McClellan, a physician and health economist, is one of the few “rockstars” of health policy. The lecture hall wasn’t big enough to hold the huge crowd of clinicians, academics, and students, who spilled into an overflow room.  McClellan previously led the Centers for Medicare and Medicaid Services (2004-2006), was the Commissioner of the US Food and Drug Administration (2002-2004), and was a member of the President’s Council of Economic Advisers (2001-2002).  He has served as a health policy advisor to both Democratic and Republican presidents (Bill Clinton and George W Bush).

McClellan speaks with an incredibly rapid Southern drawl, and packed an enormous amount of information into his allotted 45 minutes.  But there was one single, overarching message in his lecture—health reform is doomed unless the US gets serious about giving incentives to health professionals and hospitals to provide better quality care.

A few parts of the new law, he said, have garnered most attention.  These include the insurance market reforms (e.g. insurers are no longer able to deny insurance to people with pre-existing conditions), the mandate to buy insurance, and the subsidies to assist people in purchasing a plan.  But McClellan thinks that these are not the parts we should be most excited about.  These alone, he said, won’t “bend the “cost curve, and he doesn’t consider them to be “real reform.”

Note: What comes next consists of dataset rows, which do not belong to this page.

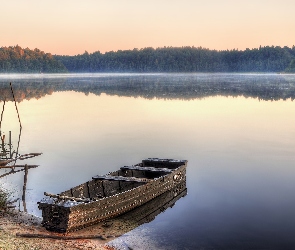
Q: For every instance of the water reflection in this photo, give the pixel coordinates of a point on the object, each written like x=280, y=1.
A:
x=163, y=86
x=9, y=156
x=240, y=148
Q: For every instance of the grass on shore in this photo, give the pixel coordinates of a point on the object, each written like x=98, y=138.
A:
x=3, y=199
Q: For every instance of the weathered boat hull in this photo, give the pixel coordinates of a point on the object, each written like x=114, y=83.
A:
x=107, y=199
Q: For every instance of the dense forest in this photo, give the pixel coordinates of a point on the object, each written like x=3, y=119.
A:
x=15, y=59
x=184, y=59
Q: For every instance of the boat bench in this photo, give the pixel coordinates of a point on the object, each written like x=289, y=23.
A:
x=119, y=178
x=151, y=169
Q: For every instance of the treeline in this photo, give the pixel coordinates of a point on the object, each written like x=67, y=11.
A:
x=184, y=59
x=15, y=59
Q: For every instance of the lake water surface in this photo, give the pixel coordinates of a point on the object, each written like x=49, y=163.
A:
x=237, y=132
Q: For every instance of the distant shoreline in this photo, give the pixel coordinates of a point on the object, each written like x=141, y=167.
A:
x=15, y=59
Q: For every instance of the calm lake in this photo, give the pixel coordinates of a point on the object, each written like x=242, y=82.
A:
x=237, y=132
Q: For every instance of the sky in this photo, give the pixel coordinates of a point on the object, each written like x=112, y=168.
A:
x=70, y=27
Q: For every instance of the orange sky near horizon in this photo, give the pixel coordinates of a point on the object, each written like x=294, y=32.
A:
x=70, y=27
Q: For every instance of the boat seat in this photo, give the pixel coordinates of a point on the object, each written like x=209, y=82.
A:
x=151, y=169
x=119, y=178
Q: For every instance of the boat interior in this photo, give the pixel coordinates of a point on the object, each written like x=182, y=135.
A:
x=128, y=177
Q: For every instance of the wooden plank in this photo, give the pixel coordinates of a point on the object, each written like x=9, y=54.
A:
x=118, y=178
x=152, y=169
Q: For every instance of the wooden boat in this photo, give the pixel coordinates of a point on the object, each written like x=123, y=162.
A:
x=110, y=195
x=122, y=224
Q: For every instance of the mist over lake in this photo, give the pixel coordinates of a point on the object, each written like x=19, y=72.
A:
x=237, y=132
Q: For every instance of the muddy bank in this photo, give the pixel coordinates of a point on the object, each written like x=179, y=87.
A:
x=14, y=223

The good news, he said, is that the new law “has lots of opportunities to move to where we want to be”—a vision of providing higher quality care at lower costs.  The law supports health providers to conduct pilot studies of ways to tie payment to quality and not quantity of care.  In his opinion, that would constitute real reform.

McClellan laid out a variety of elements that he said will be crucial for the US to move towards this vision, including better measures of high quality care, reforms to the payment system, and comparative effectiveness research (CER).

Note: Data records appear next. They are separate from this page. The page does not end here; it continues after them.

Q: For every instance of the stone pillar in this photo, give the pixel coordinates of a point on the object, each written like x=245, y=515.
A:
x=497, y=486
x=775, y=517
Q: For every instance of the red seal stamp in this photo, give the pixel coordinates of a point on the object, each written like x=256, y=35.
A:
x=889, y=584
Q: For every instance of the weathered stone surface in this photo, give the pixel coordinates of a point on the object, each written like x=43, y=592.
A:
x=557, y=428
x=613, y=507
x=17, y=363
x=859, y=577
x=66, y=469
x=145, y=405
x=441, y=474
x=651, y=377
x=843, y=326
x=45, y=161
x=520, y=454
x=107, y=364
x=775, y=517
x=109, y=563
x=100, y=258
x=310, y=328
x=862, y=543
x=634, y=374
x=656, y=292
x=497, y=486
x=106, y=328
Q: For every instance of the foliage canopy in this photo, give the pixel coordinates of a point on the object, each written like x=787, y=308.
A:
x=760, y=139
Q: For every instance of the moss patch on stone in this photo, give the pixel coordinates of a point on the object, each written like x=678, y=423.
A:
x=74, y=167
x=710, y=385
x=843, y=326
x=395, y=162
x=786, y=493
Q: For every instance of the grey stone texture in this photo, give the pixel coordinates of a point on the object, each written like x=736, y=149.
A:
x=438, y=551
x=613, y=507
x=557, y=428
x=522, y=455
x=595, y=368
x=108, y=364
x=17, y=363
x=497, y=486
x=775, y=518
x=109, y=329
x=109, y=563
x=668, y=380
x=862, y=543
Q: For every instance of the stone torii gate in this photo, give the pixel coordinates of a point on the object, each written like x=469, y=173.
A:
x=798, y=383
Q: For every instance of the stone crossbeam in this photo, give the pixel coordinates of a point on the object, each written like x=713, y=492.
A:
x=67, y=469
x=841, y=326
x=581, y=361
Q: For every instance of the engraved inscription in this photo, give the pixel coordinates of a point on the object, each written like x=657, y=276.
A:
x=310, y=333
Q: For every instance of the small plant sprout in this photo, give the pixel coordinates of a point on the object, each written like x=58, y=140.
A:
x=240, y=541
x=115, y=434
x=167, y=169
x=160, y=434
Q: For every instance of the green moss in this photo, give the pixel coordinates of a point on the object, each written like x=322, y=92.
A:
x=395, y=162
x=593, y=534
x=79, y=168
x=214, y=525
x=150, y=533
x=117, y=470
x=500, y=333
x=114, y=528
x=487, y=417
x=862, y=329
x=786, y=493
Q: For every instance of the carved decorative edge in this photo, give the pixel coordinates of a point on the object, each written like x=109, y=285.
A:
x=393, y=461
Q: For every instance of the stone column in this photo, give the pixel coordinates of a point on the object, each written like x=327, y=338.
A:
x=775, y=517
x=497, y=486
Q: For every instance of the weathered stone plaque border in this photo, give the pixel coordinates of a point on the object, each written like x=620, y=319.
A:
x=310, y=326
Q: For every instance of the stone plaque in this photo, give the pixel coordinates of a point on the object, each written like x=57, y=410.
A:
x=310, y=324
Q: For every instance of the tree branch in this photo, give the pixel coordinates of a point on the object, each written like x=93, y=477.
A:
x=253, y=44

We need more robust measures of quality, he said, and gave a few examples of what these might be—prevention of diabetes complications, blood pressure control in people with hypertension, and patient satisfaction with the quality of care.  Once these measures are in place, the next step is to reform the way that providers get paid, something that the new law strongly supports.  And, building on the $1.1bn for CER in the 2009 stimulus bill, the new law establishes a Patient Centered Outcomes Research Institute to help build an evidence base for quality care.

I agree with McClellan that the new law’s support for pilot studies of delivering better quality care is enormously exciting.   As the surgeon,  health policy expert, and New Yorker writer Atul Gawande said, the law  “offers to free communities and local health systems from existing payment rules, and let them experiment with ways to deliver better care at lower costs. In large part, it entrusts the task of devising cost-saving health-care innovation to communities like Boise and Boston and Buffalo, rather than to the drug and device companies and the public and private insurers that have failed to do so.”

But I am more optimistic than McClellan about other parts of the law.  In particular, I think the online “exchanges” for purchasing insurance, which will be up and running by 2014, could be transformational.  Individuals and employers will be able to shop here for insurance—they can compare the prices, benefits, and consumer-rated quality of different plans.  The exchanges will be like the Amazon (or  Consumer Reports) of health insurance, and could be a driver towards better quality, better value health plans.

Competing interests: GY volunteered for, and donated to, Barack Obama’s 2008 presidential campaign, and donated to the congressional campaigns of several Democrats. He is a member of Organizing for America, a community organizing project of the Democratic National Committee. He receives employer based health insurance from the University of California San Francisco.